## 5.1 Dependencies in your data

### 5.1.1 What is independent data

Broadly, having knowledge about one observation should not give you knowledge about other observations in your dataset.

For example, if we flip a coin ten times, knowing the result of the first coin toss (heads) will not give us knowledge about the subsequent 9 coin tosses.

### 5.1.2 What is data with dependencies

In reality, most data have dependencies, so we will focus on some of the most important kinds that will severely impact your analyses if you do not identify them.

### 5.1.3 Repeated measures/longitudinal data

If you have a dataset with repeated measures (e.g. some people in your cohort have more than one observation), then the repeated observations on each person cause dependencies in the data. That is, if a person has their weight measured five times, then just by knowing their first weight you can have a good guess at what their subsequent weights will be.

### 5.1.4 Matched data

Inside case-control studies, for each case a control (or multiple cases) can be selected to have similar attributes. For example, for each case, a control can be selected with a similar age. These controls have been “matched” to a case, and have introduced dependencies into the data.

### 5.1.5 Grouped/clustered data

Repeated measures data is a type of clustered data, where each person is their own cluster. Matched data is also a type of clustered data, where each group of matched controls-to-a-case is a cluster.

There can be many other kinds of clusters, for example:

- Data sampled from multiple hospitals could have the hospital as the cluster variable
- Data sampled from multiple countries could have the country as the cluster variable
- Data sampled from multiple counties/municipalities could have the country/municipality as the cluster variable
- If it is a study of children, and multiple children from each mother are included, then the mother could be the cluster variable

## 5.2 Analysing data with dependencies

### 5.2.1 Mixed effects regression

Mixed effects regression is an extension of the simple regression models (fixed effects) that we learned about in the previous chapter.
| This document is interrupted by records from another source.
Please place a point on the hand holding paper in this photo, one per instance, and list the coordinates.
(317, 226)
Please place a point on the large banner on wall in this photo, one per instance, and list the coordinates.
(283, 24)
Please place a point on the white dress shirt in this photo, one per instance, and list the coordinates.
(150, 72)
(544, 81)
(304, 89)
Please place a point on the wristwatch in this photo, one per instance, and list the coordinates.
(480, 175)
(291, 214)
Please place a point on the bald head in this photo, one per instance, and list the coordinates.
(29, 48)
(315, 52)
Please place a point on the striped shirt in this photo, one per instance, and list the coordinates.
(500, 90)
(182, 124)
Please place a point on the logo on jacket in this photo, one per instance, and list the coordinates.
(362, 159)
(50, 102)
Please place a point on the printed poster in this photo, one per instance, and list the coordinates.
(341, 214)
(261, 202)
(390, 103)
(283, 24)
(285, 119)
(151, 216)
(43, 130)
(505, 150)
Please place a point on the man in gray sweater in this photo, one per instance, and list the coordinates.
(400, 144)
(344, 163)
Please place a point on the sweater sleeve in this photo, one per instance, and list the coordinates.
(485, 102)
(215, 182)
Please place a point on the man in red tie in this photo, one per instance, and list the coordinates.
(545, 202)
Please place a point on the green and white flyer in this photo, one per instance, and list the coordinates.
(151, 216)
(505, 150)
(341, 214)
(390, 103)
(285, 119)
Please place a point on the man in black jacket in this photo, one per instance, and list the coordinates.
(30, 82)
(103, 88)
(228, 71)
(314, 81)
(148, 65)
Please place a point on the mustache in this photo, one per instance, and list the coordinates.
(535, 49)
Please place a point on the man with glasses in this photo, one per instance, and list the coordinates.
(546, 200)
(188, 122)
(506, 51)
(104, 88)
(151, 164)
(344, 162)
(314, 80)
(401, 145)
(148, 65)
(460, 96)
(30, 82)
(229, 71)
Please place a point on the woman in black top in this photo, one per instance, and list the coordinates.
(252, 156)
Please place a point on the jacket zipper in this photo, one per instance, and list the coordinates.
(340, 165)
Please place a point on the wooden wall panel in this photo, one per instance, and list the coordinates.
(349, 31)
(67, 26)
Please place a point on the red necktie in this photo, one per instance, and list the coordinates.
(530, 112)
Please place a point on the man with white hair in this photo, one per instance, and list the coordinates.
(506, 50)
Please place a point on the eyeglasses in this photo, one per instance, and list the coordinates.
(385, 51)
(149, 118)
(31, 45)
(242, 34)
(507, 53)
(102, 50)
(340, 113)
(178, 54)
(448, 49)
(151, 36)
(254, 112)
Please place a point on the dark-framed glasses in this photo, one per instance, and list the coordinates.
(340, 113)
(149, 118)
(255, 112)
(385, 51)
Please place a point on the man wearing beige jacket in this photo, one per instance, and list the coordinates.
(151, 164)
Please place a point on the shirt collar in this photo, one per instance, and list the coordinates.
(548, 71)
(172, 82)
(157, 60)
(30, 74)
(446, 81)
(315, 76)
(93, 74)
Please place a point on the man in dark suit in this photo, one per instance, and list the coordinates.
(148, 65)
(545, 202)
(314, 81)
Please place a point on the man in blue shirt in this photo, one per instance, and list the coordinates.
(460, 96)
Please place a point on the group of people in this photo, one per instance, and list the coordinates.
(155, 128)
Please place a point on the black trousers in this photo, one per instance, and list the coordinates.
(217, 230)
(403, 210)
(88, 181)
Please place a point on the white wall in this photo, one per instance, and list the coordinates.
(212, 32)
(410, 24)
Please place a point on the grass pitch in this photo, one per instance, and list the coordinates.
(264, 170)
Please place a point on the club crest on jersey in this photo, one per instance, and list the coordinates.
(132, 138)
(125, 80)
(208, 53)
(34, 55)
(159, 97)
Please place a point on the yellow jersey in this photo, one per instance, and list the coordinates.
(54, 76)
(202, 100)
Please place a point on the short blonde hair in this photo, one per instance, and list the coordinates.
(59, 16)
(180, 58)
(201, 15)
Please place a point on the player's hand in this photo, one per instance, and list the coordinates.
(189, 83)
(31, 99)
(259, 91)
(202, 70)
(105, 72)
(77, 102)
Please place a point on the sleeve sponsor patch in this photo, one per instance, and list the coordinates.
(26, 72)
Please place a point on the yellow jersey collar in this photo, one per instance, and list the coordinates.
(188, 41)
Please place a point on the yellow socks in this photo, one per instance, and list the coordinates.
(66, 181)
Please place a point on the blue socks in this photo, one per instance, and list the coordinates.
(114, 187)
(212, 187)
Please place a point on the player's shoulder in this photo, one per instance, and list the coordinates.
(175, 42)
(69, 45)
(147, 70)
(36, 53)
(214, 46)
You can have:

- Mixed effects linear regression
- Mixed effects logistic regression
- Mixed effects negative-binomial regression

Mixed effects models are models that have both fixed and random effects. “Effects” is the term used to describe the estimated impact a variable has on the outcome. For example, “the effect of smoking on the risk of lung cancer”.

To determine if an effect is fixed or random, we introduce the concept of pooling data (i.e. sharing strength). Let us assume we have sampled 100 people per city for 9 cities, and 2 people for 1 city, and we want to estimate the average height in each city, we can do one of the following three options:

- Within each city, take the average height of the 100 (or 2) sampled people (zero pooling)
- Take the average height of 1000 sampled people and say each city is the same height (complete pooling)
- Estimate how much the average height varies between the cities. If the average height doesn’t vary much, give estimates close to #2. If the average height varies a lot, give estimates close to #1 (partial pooling)

Zero pooling tends to work well when you have a limited amount of effects you want to estimate, each with a good sample size (i.e. you don’t need to borrow strength from other data points). Partial pooling tends to work well when you have a large number of effects you want to estimate, each with a small sample size (i.e. you need to borrow strength from other data points).

Fixed effects are estimated with zero pooling. Random effects are estimated with partial pooling.

With data that has a large number of clusters, the clustering need to be accounted for in the regression model. This is done by introducing a variable that uniquely identifies each cluster, and allows the cluster effect to be estimated (e.g. in Oslo people are 1% more likely to die than in the rest of Norway). If there are a large number of clusters with a small amount of people in each cluster, then the cluster variable should be estimated using partial pooling (i.e. random effects).

In summary: Mixed effects regression should be used for grouped/clustered/matched data (and subsequently repeated measures/longitudinal data).

### 5.2.2 Conditional logistic regression

Conditional logistic regression can also be used for matched data with a binary outcome, however, it is less flexible than mixed effects regression.